[Haskell-cafe] Top-level state debate on the wiki

Jules Bean jules at jellybean.co.uk
Wed Dec 1 16:00:55 EST 2004


On 1 Dec 2004, at 18:29, Ben Rudiak-Gould wrote:
> Here's the page:
>
>    http://haskell.org/hawiki/GlobalMutableState
>

Nice summary.

What I think is missing is an explanation of when you would want this 
feature (and when you wouldn't, more importantly).  Here is the kind of 
platonic dialogue that summarises my limited understanding:

A: I want a global variable x which IO actions f and g can alter. Why 
can't I say x <- newIORef 0::Int at the top level?

B: Why would you? Put the newIORef command at the beginning of your 
main action and pass the reference to f and g. This is much better 
programming practice: you can invoke f and g again on different 
references whenever you want to, useful for debugging and testing.

A: Ah, but this isn't scaleable, is it? What if I have y and z and q 
and r and..... I really don't want f and g to have *that* many 
parameters!

B: That's easy, just wrap them up in a single type. Call it GEnv, if 
you like, for Global Environment. Now all your IO actions just need one 
extra parameter.

A: But the bodies of f and g call many other actions, most of which 
need access to some part of this environment. It's a real pain 
threading the global environment parameter to all of these actions! It 
would be so much simpler to just make them top-level globals!

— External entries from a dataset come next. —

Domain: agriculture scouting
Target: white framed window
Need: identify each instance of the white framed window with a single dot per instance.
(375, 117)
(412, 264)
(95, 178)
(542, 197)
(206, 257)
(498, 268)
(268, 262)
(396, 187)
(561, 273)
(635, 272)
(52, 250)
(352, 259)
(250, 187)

B: Problem threading parameters? Sounds to me like you want a state 
monad. You know you can use StateT GEnv IO to layer that over IO, 
right? In fact, in many programs you will not even need IORefs any 
more, since the StateT gives you modifiability for free.

[A wanders off muttering...]

[...some time later...]

A: Ah! I've got you now! I'm implementing a module which exports a Map 
interface. It's a pure interface, no IO monads in sight. But, I want to 
implement it with constant-time lookup, so I need a hashing algorithm 
and a mutable hashtable, right?

B: No problem, you should be using the ST monad and STUArray, probably.




....which is to say, that I don't have a very clear idea of when you do 
need it, although I think I have some ideas of when you don't need it. 
The example that I haven't addressed is the 'OS-in-haskell' family of 
examples, which I don't understand clearly enough to summarise.